La théorie du drame romantique connaît son début en Allemagne en plein xviiie siècle avec Lessing et sa Dramaturgie de Hambourg (Laocoon, 1766) qui annonce d'abord le drame bourgeois. Ces textes décisifs marquent une rupture violente avec les idéaux du classicisme français et sont un plaidoyer énergique pour la liberté dans l'art et pour la vérité du contenu et du style, contre les conventions dramaturgiques de la tragédie. Ils marquent une réaction nationale contre la suprématie du goût français, qui exprime aussi une réaction bourgeoise contre un art tenu pour aristocratique et monarchique.

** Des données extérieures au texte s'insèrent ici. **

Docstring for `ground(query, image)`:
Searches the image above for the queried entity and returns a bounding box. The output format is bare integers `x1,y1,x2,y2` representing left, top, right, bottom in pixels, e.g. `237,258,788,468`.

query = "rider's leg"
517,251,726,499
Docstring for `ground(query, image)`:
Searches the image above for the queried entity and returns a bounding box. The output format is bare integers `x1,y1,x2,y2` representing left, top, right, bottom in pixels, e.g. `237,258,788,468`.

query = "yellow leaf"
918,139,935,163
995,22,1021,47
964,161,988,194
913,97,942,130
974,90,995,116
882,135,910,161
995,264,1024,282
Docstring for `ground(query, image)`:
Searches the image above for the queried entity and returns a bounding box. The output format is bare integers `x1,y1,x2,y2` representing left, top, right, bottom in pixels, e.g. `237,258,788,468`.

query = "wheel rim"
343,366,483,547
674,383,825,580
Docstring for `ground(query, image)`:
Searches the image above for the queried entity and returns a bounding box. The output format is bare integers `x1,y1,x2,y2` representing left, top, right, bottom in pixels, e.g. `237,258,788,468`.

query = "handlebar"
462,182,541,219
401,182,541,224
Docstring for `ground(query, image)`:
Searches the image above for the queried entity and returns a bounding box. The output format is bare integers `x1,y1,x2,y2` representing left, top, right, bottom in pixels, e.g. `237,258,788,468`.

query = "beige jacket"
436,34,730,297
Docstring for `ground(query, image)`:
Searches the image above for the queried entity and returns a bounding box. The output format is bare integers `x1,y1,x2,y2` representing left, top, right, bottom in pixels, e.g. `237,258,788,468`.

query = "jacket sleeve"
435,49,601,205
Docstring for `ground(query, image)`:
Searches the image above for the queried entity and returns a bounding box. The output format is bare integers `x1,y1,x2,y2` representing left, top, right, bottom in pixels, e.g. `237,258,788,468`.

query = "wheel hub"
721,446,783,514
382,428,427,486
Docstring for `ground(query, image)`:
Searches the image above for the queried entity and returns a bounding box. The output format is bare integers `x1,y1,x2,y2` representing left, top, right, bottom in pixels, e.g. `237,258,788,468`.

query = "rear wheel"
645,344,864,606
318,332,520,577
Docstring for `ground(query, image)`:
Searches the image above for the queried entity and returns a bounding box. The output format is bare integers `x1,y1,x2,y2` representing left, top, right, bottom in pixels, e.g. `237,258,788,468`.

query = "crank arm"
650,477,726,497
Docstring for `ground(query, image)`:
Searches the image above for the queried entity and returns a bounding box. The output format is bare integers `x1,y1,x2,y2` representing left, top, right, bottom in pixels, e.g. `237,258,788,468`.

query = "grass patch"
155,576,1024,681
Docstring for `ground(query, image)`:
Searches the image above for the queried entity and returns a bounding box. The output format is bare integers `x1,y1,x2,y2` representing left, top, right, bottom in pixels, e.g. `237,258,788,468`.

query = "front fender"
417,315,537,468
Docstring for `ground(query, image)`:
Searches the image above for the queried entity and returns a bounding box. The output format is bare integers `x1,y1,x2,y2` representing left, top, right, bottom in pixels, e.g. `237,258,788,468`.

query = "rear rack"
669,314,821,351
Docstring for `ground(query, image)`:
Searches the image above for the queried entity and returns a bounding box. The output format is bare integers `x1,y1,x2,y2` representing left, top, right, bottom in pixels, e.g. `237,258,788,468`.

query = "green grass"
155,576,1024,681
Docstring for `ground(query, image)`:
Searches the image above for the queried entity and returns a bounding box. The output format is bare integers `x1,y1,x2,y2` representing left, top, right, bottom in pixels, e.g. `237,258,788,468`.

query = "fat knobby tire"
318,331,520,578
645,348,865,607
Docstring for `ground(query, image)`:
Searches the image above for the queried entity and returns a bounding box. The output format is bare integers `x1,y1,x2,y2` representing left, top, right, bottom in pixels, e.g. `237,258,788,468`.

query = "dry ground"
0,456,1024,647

La lutte recommence en Allemagne lors des premières années du xixe siècle. August von Schlegel reprend en les radicalisant les critiques de Lessing contre la suprématie française (Cours de littérature dramatique, professés à Vienne en 1809, traduits en français en 1813). Il plaide pour le modèle shakespearien et pour la liberté des formes théâtrales. Les textes théoriques de Schlegel, écrits après la presque totalité des drames allemands à l'exception des textes de Büchner, ont eu beaucoup plus d'influence en France qu'en Allemagne. C'est le groupe de Coppet qui a servi de courroie de transmission entre la littérature dramatique allemande et le romantisme français. Madame de Staël reprend les thèses principales de Schlegel concernant le modèle shakespearien et la libération des formes. Mais le vrai théoricien théâtral du groupe de Coppet reste Benjamin Constant qui, dans la Préface à sa propre adaptation du Wallenstein de Schiller (1809), écrit la première charte en français du drame romantique. Il y expose une vue totalisante du drame en réclamant la peinture d'« un caractère entier », d'« une vie entière », contre toute limitation arbitraire des structures spatio-temporelles et du nombre des personnages ; il demande aux auteurs dramatiques de renoncer « au respect puéril des trois unités », « à la pompe poétique », et, le premier, fait de la couleur locale la base de toute vérité.

Dans l'Éloge de Shakespeare qui ouvre la traduction de Shakespeare par Letourneur revue par ses soins (1821), François Guizot apporte au drame la caution du grand ancêtre et réclame des formes théâtrales capables de restaurer une «  fête populaire » : « Telle est la nature de la poésie dramatique : c'est pour le peuple qu'elle crée, c'est au peuple qu'elle s'adresse. » Il plaide donc pour l'élargissement du public de théâtre à toutes les couches sociales.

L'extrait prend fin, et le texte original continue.